JERUSALEM (Dec. 27)
The Cabinet decided today not to appoint a commission of inquiry to reopen the Lavon affair as requested by former Prime Minister David Ben-Gurion.
It is understood that no vote was taken. Instead, Premier Levi Eshkol followed the procedure whereby any proposal before the cabinet required support of at least four Ministers to be included on the agenda. The proposal–which would have probed the responsibility of the ten-year-old security mishap–was presented by Justice Minister Dov Joseph and was supported only by Housing and Development Minister Yosef Almogi. Failing to receive the required minimum, the proposal was not included in the agenda.
Anticipating that the Government would not reopen the inquiry, Mr. Ben-Gurion had said that he would nevertheless bring the matter up before the Mapai convention scheduled for February and that he would publish the new material which he submitted to the Justice Minister on the case after getting censorship clearance.
The Cabinet heard a report by Chief of Staff Yitzhak Rabin on details of the incident on Mount Scopus last Wednesday in which three Israeli border patrolmen were wounded by Jordanian gunfire while guarding a group of Arab women who were permitted by the Israeli authorities to harvest an olive grove in the Israeli enclave.

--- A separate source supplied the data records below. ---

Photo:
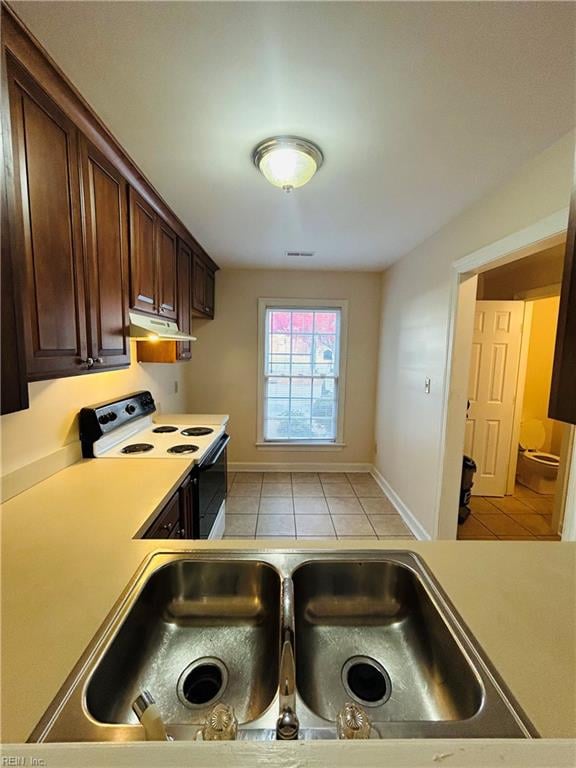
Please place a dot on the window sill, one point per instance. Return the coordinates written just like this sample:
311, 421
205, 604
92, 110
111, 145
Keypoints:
300, 446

Prime Minister Eshkol reported to the Cabinet on his meeting with Gen. Odd Bull, chief of staff of the United Nations Truce Supervision Organization in which the Premier told the UN official that the Israel Government took “a grave view” of the incident and that the “deliberate attack greatly increased tension on the border at a season of particular significance to the Christian world.”
It is under stood that the Premier stressed to Gen. Bull that the harvesting of the olives had been allowed by the Israel authorities as a humanitarian gesture at the request of the United Nations and that the United Nations ought to react to the shooting. Gen. Bull expressed his regrets at the incident.